Acara sinau bareng tersebut berlangsung dengan khidmad meski
seringkali diiringi dengan gelak tawa masyarakat. Pengajian khas ala Cak
Nun yang sarat wawasan kebangsaan, nasionalisme, psikologi, budaya,
hingga spiritual itu berakhir dini hari. (luh/rev) (http://www.malangpagi.com)
JAGA ALAM KOTA BATU
Budayawan Emha Ainun Najib alias Cak Nun menyambut positif
kepemimpinan Wali Kota Batu Eddy Rumpoko karena sukses mengembangkan
obyek wisata di Kota Batu.
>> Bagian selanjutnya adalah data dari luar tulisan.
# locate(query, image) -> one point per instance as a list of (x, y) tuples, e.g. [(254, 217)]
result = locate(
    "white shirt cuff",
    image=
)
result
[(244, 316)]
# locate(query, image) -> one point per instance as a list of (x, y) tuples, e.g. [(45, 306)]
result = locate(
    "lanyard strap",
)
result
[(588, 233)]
Tapi di sisi lain, Cak Nun juga berpesan agar
lingkungan dan budaya lokal tetap diperhatikan.
Hal itu disampaikan Cak Nun saat Sinau Bareng bersama ribuan warga
Malang Raya di lapangan Gelora Ajurno, Dusun Banaran, Desa Bumiaji,
Senin (26/10) kemarin malam. Sinau Bareng adalah sebutan pengajian Cak
Nun bersama warga Malang Raya.
Cak Nun memaparkan, alam yang hijau menjadi berkah bagi warga Kota
Batu, sehingga harus senantiasa dijaga. Cak Nun mengajak warga Kota Batu
untuk menanam tanaman pangan. Seperti sayuran hingga buah-buahan.
Menurutnya, lahan pertanian di Kota Batu cocok untuk tanaman pangan.
Sebab, Kota Batu tidak pernah kekeringan, sehingga bisa menyediakan
pangan bagi warga Kota Batu. ”Ayo bersama-sama membangun Aji atau
martabat sebagai manusia,” kata Cak Nun di hadapan ribuan jamaahnya. (http://radarmalang.co.id)
CAK NUN: PUJI NAMA DESA BUMIAJI
Emha Ainun Nadjib atau akrab sapa Cak Nun, mengatakan jika nama Desa "Bumiaji" merupakan nama desa yang paling bagus di Indonesia.
Hal itu dikatakan Cak Nun dalam penyelenggaraan 'Sinau Bareng Cak Nun' yang digelar di Stadion Gelora Arjuno, Desa Bumiaji, Kecamatan Bumiaji.
"Allah itu menciptakan Bumi, Bumi itu Tanah dan Aji adalah karakter
atau harga diri, jadi Bumiaji adalah tanah yang penuh kehormatan," ujar
Cak Nun kepada masyarakat.
Kemudian, Cak Nun juga menjelaskan, jika "aji" di kalangan akademisi
digunakan untuk "mengkaji", yang menurutnya mengkaji dengan menggunakan
akal.
Sedangkan dalam kalangan santri, "aji" digunakan untuk "menggali aji"
atau mengaji. "Praktiknya memang baca Al Quran, tapi hasilnya adalah Ajining Urip atau kehormatan hidup," tambahnya.
'Sinau Bareng Cak Nun' tersebut dalam rangka selamatan Desa Bumiaji bersama perayaan HUT ke 14 Kota Batu.
Dalam penyelenggaraan tersebut dihadiri Wali Kota Batu, Eddy Rumpoko, Ketua DPRD Kota Batu, Cahyo Edi Purnomo dan seluruh Forum Komunikasi Pimpinan Daerah.